The Apache Spark version that I used for the examples demonstrated use version 3.0.2. You can set it up on your local machine using the following steps
- Please download the file named
spark-3.0.2-bin-hadoop2.7.tgz
(It should be ~ 200MB) from this link at a preferred location on your machine - Extract / Un tar it to get a folder by the name "spark-3.0.2-bin-hadoop2.7".
tar -xzvf spark-3.0.2-bin-hadoop2.7.tgz
- Set up the location of the folder extracted in step 2 as your
SPARK_HOME
in your.bash_profile
or.zshrc
fileexport SPARK_HOME="<YOUR_PREFERRED_LOCATION>/spark-3.0.2-bin-hadoop2.7"
- Add the
bin
folder of SPARK_HOME to the path.export PATH="$JAVA_HOME/bin:$SPARK_HOME/bin:$PATH"
) - You should be good to go now. Echo SPARK_HOME
echo $SPARK_HOME
from your terminal. You should be able to get the path to your spark installation location. - Open a new terminal and type
$SPARK_HOME/bin/spark-shell
. The spark shell should start with Spark version 3.0.2. - Before proceeding, set up
export PYSPARK_PYTHON=python3.9
for your pyspark to point to Python 3.9. - The same can be done for pyspark
$SPARK_HOME/bin/pyspark
. Please note that in order for pyspark to work, you need to have python installed on your machines as mentioned in the "Python Set up instructions above" above.
- Please ensure that Python 3.9 is installed from the Python Set up Instructions above.
- Please install PyCharm community edition from this link.
- Clone this repo on the location of your choice on your machine.
- Open the Repo in Pycharm.
- Go to your Pycharm Settings, select your project and select the Python Interpreter option.
- Make sure that you select No Interpreter from the
Python Interpreter
dropdown and click Add Interpreter and select Add Local Interpreter. - A dialog box will Pop up.
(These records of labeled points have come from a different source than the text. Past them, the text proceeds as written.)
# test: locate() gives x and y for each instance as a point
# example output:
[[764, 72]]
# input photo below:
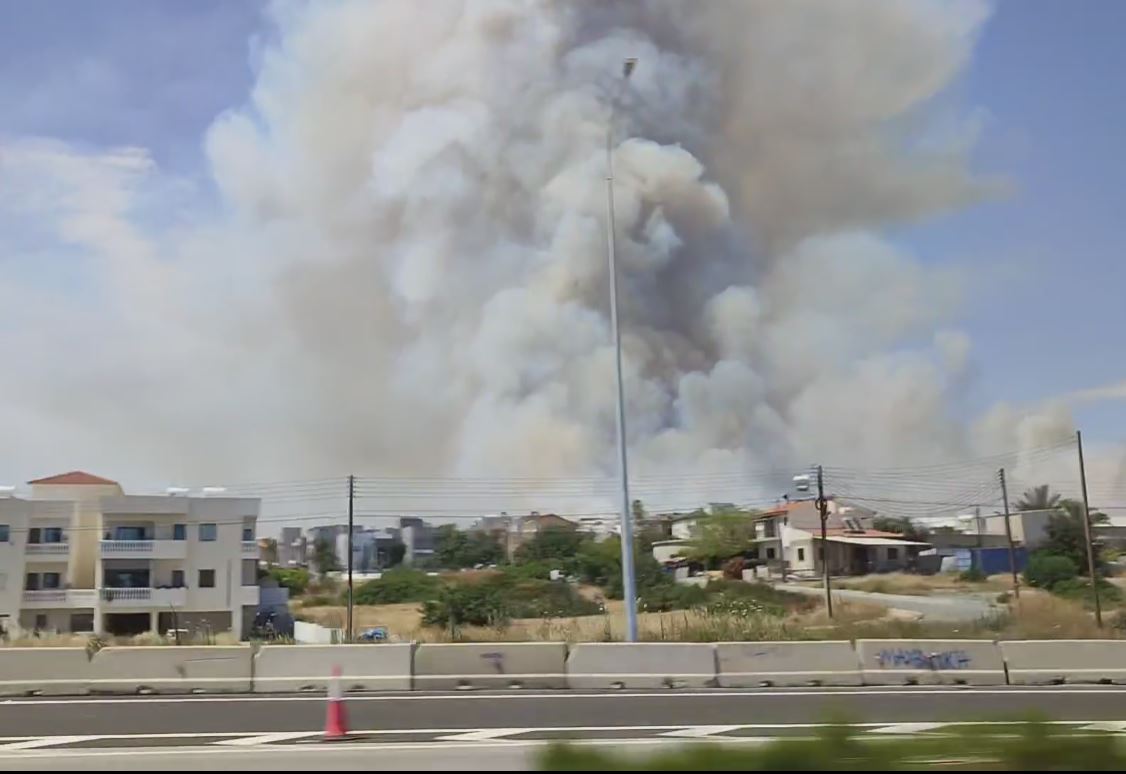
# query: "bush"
[[672, 596], [396, 586], [974, 575], [1047, 570], [321, 601], [295, 579], [466, 604], [1025, 747]]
Select the option of Virtualenv Environment.
- In the options on the right-hand side of the same dialog box, select Environment as New, Location as any suitable location to save python "venv" folder on your local machine, leave the Base Interpreter as default and select Inherit global site packages checkbox.
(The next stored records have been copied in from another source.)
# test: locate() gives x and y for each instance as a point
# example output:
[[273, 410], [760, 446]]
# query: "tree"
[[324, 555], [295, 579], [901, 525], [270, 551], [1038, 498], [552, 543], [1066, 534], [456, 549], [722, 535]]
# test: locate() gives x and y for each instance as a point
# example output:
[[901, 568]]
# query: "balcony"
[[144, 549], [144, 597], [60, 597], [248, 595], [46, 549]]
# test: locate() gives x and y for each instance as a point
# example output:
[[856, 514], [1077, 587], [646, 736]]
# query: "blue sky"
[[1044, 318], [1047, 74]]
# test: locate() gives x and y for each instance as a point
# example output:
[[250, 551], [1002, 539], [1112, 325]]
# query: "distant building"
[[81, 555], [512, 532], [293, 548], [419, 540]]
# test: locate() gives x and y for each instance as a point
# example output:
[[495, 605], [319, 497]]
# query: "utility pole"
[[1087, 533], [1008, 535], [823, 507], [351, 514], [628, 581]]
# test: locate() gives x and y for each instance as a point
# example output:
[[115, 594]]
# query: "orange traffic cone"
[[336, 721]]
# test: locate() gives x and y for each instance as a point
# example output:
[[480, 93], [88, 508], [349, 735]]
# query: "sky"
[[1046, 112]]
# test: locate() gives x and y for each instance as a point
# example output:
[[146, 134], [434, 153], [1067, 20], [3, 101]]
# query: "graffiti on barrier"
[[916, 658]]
- This should set up your Python Virtual Env for this repo. Double-check your Python Interpreter from Setting again and make sure that your newly created Python interpreter is selected for the project.
- Now if your Python Interpreter is created and selected as per the instructions above, you should get a message like
Package requirements 'pyspark...' etc. are not installed
. Click on the install requirement link to install the plug-ins required for this repo. These plug-ins are listed down in therequirements.txt
of this repo. - You are all set now to run your first program of this repo. Open source file
00 - File Reads.py
from the SRC folder of this repo and run it. It should give you the desired output of the dataframe as shown below.
PS: Please note that you don't need a separate Apache Spark installation on your local machine to run the examples of this repo from Pycharm. The PySpark plug-in you have configured above should be sufficient.